Workers Want Companies to Speak Out about Social Issues

JobSage’s recent survey reveals just how important social advocacy is to today’s workforce

Workers Want Companies to Speak Out about Social Issues

In the past, the workplace was the last place you would expect to see social advocacy. But as Baby Boomers exit the job market en masse, the workplace environment has changed—drastically. Gen Zers and millennials now make up close to half of the active workforce, and they will be the majority in just a few more years. 

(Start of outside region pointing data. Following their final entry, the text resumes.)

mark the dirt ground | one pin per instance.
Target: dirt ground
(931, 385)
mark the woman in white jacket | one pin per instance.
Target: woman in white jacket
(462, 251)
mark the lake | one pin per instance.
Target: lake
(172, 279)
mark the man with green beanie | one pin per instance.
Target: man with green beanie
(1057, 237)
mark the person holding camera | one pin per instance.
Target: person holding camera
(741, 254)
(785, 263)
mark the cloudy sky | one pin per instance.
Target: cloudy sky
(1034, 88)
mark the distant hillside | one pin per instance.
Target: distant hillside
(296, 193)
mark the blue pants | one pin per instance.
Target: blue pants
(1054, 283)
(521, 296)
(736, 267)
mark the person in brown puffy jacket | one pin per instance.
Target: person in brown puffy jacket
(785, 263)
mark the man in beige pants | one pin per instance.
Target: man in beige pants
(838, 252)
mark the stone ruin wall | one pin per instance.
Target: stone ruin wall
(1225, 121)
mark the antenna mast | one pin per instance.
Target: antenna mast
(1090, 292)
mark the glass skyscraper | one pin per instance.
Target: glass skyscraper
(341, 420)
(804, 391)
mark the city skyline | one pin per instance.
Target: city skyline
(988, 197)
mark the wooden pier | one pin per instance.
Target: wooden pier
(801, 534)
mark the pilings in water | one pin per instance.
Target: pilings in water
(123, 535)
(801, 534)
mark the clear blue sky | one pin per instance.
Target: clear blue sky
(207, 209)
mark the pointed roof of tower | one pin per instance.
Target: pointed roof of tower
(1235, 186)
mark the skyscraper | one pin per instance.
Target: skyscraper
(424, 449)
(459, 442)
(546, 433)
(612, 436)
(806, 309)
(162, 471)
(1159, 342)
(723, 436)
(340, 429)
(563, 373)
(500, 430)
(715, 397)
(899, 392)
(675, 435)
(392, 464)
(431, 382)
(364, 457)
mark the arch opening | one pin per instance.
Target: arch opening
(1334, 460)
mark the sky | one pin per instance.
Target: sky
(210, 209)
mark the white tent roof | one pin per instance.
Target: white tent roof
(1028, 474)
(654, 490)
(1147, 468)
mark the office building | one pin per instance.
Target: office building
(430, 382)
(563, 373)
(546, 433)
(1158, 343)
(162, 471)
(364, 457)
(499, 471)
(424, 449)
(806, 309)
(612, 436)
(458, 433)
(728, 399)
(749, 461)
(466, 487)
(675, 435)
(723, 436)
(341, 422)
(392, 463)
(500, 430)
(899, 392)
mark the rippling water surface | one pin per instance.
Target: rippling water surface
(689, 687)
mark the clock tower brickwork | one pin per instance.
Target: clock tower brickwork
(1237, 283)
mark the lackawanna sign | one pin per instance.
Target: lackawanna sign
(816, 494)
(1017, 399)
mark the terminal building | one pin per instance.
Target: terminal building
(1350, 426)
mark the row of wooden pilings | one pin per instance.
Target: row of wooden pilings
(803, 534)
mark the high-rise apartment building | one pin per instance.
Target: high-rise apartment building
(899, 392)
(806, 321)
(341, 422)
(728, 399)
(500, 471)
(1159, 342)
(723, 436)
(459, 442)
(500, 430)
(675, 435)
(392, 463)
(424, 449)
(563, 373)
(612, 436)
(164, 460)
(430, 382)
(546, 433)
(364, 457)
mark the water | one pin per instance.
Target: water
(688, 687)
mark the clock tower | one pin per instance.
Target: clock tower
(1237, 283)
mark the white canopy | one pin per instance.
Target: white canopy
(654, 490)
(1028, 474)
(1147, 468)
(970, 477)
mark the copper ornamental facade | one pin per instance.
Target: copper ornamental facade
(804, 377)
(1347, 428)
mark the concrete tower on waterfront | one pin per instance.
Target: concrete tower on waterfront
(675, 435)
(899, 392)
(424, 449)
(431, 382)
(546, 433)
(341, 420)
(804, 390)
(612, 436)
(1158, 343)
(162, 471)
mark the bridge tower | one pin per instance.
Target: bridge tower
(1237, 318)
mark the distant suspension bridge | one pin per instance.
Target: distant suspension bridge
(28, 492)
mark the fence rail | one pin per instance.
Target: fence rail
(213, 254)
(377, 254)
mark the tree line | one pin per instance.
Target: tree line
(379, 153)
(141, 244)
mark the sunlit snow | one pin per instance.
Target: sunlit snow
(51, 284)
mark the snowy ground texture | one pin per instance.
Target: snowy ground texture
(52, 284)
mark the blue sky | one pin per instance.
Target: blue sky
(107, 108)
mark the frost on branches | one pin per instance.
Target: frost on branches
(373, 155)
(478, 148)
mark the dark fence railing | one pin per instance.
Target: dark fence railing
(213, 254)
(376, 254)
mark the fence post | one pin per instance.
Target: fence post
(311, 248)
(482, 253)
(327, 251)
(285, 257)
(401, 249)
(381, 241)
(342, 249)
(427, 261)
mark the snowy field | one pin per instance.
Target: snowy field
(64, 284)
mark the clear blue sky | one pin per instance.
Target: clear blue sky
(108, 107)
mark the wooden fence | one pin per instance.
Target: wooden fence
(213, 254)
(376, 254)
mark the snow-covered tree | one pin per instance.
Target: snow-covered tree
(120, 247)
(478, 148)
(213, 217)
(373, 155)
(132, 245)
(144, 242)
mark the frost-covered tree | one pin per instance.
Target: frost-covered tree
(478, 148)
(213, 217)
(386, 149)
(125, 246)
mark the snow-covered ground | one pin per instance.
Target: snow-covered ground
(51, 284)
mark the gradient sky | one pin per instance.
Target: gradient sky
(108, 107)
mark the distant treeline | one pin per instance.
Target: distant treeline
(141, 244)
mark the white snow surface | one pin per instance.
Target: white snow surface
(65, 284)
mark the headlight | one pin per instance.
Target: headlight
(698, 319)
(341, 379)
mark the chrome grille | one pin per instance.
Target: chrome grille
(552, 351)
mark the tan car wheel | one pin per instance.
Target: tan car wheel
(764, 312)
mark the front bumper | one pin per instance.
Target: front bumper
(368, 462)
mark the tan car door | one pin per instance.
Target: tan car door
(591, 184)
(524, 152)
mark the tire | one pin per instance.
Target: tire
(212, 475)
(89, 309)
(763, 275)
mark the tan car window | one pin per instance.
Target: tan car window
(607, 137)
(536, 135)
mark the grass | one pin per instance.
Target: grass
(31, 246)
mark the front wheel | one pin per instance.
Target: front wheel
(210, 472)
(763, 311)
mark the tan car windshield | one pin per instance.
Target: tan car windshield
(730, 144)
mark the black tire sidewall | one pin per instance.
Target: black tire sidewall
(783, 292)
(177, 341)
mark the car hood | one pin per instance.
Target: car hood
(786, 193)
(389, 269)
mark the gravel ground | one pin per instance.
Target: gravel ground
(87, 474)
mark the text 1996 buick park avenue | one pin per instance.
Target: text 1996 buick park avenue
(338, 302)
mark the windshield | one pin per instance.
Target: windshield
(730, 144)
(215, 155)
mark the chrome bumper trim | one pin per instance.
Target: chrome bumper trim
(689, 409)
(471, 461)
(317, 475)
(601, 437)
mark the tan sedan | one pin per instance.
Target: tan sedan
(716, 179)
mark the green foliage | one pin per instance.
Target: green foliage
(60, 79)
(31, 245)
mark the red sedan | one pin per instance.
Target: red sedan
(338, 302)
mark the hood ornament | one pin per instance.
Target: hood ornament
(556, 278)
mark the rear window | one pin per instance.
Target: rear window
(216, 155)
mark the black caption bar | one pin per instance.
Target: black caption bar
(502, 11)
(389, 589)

As the labor force has changed, so have the expectations for employers, as evidenced by a recent survey conducted by JobSage. They surveyed 1,900 full-time American workers to learn what employees expect companies to speak out about—and how important those expectations are in the recruitment process.  

Here are some of the main takeaways:

  • 64 percent of those surveyed believe that it is important for employers to take a stand on social issues like racism, mental health, gender inequality, economic inequality, healthcare access, climate change, and homophobia. 
  • Social advocacy is more important to some demographics compared to others. African Americans and Gen Z workers polled at over 80 percent, and women polled at over 70 percent
  • In stark contrast, Baby Boomers and members Gen X polled much lower (48 percent and 51 percent, respectively). While there are any number of variables that could potentially account for the disparity, it seems that for those concerned with attracting top talent, wider social commitments from businesses may become increasingly important. 
  • 1 in 4 of those surveyed said they have declined a job based on the company’s stance on social issues, while a slightly higher number said they would be willing to accept a pay cut to work for a company whose public values and commitments were more in line with their own. 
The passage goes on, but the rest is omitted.